You are viewing a plain text version of this content. The canonical link for it is here.

Posted to java-user@lucene.apache.org by Scott Smith <ss...@mainstreamdata.com> on 2012/07/16 22:29:21 UTC

Lucene reorganizing indexes

We have an application that has to do "real time" indexing of a number of documents.  What it does is wake up about every 20 seconds and updates the index with any changes that have been queued since the last time it ran.  This involves adding and deleting several hundred documents.  This is all done in a single thread.  There can be multiple threads doing searches simultaneous with the update thread (the searches run in a different process).

Back in the days of 1.42, we would force an index optimization once each day.  However, my impression is that the later versions of Lucene (we are currently using 3.5), Lucene will often do its own reorganization based on hitting certain criteria.  I've been told that optimizing the index is, perhaps, no longer necessary.  Can someone describe what happens here?

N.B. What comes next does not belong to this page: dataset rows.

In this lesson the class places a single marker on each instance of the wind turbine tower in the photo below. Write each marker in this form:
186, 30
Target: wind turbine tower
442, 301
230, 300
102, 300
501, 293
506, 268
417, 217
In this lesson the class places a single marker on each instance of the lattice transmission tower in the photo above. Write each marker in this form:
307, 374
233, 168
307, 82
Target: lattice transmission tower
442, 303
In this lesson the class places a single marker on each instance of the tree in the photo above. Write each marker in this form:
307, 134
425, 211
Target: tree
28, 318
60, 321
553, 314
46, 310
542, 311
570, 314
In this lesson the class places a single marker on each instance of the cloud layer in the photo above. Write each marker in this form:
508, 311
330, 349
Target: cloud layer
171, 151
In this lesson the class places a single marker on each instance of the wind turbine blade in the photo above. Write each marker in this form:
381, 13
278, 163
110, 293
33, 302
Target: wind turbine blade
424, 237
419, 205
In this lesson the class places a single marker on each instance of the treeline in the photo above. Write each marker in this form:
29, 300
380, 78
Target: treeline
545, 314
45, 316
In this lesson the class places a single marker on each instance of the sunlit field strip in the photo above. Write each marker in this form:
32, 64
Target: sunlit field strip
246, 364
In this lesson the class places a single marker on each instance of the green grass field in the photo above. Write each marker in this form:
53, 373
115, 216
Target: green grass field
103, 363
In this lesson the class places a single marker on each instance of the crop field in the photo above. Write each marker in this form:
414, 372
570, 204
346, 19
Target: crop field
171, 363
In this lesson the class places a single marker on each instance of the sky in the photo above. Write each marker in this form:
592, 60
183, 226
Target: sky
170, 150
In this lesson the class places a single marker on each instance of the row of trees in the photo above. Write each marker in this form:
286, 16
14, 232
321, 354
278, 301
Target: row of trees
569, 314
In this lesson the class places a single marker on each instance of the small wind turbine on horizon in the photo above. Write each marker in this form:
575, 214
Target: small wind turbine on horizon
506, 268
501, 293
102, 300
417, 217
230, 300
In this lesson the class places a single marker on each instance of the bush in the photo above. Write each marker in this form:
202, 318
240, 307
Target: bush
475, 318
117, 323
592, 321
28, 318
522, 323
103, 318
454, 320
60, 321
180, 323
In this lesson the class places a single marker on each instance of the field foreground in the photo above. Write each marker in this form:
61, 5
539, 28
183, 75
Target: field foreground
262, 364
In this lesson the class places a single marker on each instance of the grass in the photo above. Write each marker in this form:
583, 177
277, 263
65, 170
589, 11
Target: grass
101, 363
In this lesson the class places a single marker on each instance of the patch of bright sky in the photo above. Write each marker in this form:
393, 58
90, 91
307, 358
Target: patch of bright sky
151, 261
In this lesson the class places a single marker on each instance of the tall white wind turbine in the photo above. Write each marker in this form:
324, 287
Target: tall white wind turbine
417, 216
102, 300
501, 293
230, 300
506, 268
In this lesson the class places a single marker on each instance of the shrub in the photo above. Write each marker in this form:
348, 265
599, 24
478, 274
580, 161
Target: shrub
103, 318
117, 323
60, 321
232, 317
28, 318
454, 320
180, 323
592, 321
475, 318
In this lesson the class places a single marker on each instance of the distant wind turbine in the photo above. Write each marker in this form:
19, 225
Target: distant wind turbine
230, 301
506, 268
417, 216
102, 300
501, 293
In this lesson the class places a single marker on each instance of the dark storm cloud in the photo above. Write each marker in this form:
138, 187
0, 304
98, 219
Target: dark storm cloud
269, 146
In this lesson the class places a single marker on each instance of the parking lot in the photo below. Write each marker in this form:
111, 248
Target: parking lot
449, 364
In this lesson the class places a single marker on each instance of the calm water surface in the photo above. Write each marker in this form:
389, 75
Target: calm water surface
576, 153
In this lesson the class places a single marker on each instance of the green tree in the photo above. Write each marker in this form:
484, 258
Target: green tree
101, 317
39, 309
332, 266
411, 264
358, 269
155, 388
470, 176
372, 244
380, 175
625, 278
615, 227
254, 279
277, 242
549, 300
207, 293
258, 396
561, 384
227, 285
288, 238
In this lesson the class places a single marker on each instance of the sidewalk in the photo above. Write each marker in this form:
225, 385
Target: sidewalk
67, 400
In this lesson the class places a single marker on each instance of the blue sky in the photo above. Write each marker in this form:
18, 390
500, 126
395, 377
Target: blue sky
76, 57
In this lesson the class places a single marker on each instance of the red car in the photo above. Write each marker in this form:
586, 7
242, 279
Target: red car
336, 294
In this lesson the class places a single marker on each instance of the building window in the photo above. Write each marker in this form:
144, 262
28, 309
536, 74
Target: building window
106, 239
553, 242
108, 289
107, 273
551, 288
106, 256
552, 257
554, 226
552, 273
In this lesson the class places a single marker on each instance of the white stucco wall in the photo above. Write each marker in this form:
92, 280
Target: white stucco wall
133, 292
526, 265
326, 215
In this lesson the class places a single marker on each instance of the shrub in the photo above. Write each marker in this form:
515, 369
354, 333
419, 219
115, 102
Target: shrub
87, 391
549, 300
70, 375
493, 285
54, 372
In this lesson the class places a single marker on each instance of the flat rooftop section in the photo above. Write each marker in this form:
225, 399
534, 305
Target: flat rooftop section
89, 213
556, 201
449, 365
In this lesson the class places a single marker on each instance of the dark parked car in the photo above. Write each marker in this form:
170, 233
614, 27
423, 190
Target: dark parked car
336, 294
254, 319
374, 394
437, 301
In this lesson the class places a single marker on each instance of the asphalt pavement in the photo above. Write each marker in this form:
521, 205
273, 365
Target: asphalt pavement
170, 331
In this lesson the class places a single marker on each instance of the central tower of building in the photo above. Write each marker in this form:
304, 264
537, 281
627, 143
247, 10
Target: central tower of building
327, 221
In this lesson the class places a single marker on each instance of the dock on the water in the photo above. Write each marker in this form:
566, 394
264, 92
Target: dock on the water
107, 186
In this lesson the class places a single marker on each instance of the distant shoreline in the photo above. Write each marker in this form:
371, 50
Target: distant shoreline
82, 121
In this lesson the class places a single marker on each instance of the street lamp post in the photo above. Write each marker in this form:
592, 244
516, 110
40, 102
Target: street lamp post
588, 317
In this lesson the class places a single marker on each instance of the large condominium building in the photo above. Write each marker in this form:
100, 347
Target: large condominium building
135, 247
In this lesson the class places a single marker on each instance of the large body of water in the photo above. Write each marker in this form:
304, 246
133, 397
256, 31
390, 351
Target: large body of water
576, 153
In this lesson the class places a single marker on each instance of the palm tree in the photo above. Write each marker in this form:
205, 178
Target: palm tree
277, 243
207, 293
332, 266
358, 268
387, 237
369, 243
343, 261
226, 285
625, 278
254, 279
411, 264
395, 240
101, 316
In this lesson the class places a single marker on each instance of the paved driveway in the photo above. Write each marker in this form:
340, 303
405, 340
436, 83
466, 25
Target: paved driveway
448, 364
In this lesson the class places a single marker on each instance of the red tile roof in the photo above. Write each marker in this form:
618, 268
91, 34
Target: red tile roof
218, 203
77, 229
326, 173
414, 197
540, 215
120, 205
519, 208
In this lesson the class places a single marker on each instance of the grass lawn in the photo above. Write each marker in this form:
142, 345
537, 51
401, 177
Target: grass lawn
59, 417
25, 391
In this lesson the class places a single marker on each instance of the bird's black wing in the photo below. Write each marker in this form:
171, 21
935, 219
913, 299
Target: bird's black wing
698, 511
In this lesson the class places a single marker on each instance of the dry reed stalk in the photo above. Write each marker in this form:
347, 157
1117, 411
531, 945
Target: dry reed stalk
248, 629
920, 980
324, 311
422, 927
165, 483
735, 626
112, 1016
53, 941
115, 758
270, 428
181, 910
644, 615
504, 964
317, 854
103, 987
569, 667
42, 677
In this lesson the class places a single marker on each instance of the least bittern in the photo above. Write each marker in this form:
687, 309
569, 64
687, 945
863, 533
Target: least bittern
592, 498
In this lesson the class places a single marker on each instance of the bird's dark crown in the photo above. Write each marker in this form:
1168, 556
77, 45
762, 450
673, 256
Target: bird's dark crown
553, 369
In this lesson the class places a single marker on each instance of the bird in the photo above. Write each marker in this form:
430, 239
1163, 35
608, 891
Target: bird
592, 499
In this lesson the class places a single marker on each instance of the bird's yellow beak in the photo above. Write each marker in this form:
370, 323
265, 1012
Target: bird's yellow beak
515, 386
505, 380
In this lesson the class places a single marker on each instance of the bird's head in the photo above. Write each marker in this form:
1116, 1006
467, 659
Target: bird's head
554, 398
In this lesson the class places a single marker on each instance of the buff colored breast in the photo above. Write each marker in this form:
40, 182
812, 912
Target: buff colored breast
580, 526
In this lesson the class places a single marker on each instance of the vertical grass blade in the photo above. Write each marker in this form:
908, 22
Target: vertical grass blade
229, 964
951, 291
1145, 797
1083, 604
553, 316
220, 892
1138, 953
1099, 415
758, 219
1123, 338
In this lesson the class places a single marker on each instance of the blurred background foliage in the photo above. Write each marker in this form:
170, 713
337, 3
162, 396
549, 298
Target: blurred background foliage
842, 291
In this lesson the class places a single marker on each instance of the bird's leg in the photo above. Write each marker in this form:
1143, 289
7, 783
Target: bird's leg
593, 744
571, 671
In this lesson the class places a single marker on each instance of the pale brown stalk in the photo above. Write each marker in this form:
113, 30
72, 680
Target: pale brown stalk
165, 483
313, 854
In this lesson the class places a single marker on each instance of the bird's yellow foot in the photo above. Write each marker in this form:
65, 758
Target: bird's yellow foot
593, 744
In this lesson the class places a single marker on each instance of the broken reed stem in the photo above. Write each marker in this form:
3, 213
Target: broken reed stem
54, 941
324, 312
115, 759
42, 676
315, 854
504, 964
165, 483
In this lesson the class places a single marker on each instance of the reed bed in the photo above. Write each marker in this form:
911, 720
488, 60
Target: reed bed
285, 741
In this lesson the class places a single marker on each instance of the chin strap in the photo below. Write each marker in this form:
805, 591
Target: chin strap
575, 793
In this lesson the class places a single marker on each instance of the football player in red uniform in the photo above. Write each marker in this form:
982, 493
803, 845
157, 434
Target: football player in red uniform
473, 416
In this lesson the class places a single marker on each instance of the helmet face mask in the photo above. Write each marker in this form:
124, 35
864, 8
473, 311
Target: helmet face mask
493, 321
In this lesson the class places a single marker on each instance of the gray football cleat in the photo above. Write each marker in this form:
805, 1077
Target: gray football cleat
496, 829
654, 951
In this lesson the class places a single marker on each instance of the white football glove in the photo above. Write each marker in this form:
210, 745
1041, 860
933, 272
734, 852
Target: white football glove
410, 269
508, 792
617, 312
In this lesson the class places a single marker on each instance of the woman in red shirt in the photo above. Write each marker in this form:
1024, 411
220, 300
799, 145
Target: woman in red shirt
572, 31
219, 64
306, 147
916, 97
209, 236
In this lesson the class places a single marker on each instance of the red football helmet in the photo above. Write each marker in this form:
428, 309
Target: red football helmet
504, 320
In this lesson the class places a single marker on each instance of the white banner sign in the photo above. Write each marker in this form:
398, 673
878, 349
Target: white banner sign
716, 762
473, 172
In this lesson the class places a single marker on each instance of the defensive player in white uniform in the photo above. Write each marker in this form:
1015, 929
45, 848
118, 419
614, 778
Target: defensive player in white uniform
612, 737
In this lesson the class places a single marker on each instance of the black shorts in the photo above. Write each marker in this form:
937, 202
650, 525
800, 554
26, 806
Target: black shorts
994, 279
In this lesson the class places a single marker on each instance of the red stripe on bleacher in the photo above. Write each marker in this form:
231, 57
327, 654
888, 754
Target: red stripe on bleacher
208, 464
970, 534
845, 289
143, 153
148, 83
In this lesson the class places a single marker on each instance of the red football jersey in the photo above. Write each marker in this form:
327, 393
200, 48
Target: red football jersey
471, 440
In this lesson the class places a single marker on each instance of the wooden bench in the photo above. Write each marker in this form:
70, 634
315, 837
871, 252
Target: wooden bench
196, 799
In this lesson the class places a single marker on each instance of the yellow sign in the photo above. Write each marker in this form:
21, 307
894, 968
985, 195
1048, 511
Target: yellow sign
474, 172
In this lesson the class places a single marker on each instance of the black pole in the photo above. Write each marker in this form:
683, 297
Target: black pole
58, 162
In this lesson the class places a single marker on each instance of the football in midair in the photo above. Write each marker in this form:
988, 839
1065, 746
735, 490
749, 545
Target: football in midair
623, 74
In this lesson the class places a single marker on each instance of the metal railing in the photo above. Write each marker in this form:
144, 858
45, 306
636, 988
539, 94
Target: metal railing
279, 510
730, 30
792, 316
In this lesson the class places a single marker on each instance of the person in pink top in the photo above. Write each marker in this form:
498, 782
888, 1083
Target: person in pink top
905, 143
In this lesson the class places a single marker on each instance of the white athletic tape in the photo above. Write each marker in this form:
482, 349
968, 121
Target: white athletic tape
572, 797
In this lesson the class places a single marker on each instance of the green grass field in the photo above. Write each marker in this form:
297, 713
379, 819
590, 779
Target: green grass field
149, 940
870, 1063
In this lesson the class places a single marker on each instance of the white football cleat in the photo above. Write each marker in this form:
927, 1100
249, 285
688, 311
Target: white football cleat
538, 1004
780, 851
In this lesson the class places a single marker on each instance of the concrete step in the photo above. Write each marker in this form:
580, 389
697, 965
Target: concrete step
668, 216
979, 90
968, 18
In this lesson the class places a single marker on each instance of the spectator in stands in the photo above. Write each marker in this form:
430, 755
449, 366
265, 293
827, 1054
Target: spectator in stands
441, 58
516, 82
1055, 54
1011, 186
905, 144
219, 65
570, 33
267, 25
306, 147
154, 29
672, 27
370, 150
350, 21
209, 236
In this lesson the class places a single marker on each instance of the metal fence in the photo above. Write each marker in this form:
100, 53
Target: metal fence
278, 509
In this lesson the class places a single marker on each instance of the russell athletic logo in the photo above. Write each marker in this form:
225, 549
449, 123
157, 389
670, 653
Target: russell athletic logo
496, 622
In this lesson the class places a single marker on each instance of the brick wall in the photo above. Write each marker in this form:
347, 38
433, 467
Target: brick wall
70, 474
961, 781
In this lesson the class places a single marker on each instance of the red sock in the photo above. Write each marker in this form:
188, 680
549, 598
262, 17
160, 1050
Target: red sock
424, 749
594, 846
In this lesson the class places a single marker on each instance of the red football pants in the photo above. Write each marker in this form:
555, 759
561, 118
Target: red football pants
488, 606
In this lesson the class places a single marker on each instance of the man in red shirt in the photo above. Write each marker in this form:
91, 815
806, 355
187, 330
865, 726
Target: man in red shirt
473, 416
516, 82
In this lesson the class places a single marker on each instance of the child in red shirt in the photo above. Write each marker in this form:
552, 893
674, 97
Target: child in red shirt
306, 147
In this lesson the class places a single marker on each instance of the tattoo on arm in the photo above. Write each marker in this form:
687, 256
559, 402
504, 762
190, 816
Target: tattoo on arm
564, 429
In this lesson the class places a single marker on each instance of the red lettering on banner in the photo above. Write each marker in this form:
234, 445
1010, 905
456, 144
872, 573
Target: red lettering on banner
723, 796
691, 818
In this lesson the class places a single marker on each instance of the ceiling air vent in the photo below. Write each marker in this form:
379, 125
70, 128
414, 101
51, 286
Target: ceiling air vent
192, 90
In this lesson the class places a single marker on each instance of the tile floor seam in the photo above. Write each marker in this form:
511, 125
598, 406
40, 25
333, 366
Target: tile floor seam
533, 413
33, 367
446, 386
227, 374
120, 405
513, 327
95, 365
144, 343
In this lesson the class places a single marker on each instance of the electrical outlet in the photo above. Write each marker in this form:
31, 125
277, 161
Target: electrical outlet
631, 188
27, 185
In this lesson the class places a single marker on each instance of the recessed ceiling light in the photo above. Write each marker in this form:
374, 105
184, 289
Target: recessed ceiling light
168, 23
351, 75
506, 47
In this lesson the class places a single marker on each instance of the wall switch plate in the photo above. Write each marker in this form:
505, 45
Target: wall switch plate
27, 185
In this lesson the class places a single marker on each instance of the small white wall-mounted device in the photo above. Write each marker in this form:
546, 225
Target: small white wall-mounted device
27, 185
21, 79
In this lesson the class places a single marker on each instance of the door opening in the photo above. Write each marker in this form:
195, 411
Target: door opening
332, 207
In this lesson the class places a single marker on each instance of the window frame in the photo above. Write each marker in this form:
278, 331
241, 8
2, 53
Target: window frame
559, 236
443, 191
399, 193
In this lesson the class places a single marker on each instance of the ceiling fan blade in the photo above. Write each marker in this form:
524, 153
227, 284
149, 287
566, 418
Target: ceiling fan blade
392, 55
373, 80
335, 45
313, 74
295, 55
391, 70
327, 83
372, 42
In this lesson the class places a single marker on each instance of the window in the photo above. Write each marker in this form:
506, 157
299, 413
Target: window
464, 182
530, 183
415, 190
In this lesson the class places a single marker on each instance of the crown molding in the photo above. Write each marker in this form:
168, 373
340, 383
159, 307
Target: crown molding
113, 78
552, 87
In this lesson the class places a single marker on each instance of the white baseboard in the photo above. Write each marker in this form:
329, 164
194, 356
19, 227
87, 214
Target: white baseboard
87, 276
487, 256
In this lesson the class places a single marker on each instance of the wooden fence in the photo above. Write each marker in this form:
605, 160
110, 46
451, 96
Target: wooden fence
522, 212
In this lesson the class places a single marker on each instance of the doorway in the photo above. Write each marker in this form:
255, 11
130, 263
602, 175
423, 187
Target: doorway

The reason I'm asking about this is that we see our application periodically using excessive amounts of kernel time (on Windows) which normally indicates a lot of disk activity.  We are unable to align this with anything our code is doing.  Obviously, we expect Lucene to be causing disk activity, it just seems that the last release (we were at 3.02 before going to 3.5) severely increased the disk activity which is interfering with other things running on the boxes.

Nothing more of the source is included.